More Positive Home Price Data and OK New Home Sales Due
New home sales and home price data from the housing finance agency are also due next week. With the strong home price data from CoreLogic discussed above, there isn't a lot of mystery left in what happened to housing prices in both November and December. I suspect the year-over-year FHFA Home Price Index will be up in the 6%-8% range from November to November, telling us what we probably already know, namely that home prices have clearly bottomed and have now moved enough to make consumers feel much better about their financial position. New home sales for December are expected to be relatively flat with November sales at 385,000 annualized units. Again, some of the issue is the availability of homes and land available for sale.
Overbuilding, Easy Loans Fueled Boom, Led to Housing Collapse
Cheap loans for anyone who can fog a mirror contributed to dramatic overbuilding and unsustainably high prices during the early part of the last decade. The market collapsed as that easy financing was withdrawn and prices fell dramatically. However, the normal tonics of low prices and cheap credit weren't enough to bring the market back.
Kids Moving Home Held the Housing Recovery in Check
Young adults moved back home in hordes, cutting off the beginning the homebuying cycle (which begins with renting a place). Basements across the nation filled up with unintended residents, with mixed feelings from both parents and children. That trend is now reversing as those young people built up some savings and moved from unpaid internships into real jobs. Much to the relief of parents, those kids are moving out in droves. (I am a little biased here. My daughter just moved out, and a number of my neighbors I have been writing about in past columns have also lost their basement dwellers in the last few months.) Now that the balance between the number of kids moving back home and those who are moving out has swung back to more normal, balanced levels, housing demand should begin to reflect population growth rates (not population growth less a huge number of net movebacks).

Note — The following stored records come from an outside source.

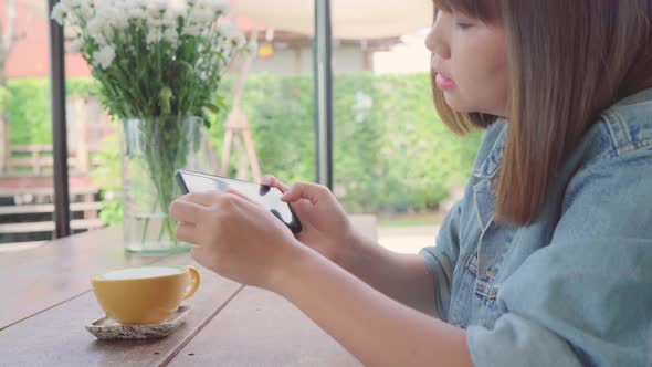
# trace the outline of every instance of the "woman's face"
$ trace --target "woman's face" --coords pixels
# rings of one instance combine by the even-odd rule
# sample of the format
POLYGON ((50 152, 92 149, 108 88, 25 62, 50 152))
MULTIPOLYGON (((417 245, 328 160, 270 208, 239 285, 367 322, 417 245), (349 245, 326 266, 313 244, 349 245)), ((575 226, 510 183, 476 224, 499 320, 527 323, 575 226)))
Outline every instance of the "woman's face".
POLYGON ((439 10, 425 45, 433 54, 437 86, 453 111, 507 116, 509 73, 502 27, 439 10))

Either Prices or Starts Need to Go Up Dramatically to Meet This New Demand
I think the housing market has entered the stage where we have entered a self-fulfilling, virtuous cycle where the individual data points are less important as long as there isn't a major economic shock. Right now we seem to be in a stage where prices have to go up to bring in more supply (from both builders and current owners). If more builders don't start building more homes and if more homeowners don't put their homes up for sale, home prices will begin to accelerate, perhaps dramatically. This could really pump up the consumers who already own homes. On the other hand, housing starts could move up strongly, helping put hundreds of thousands of construction workers back to work. However, the trade-off is that home prices won't move up quite as fast. I am not quite sure which option to hope for.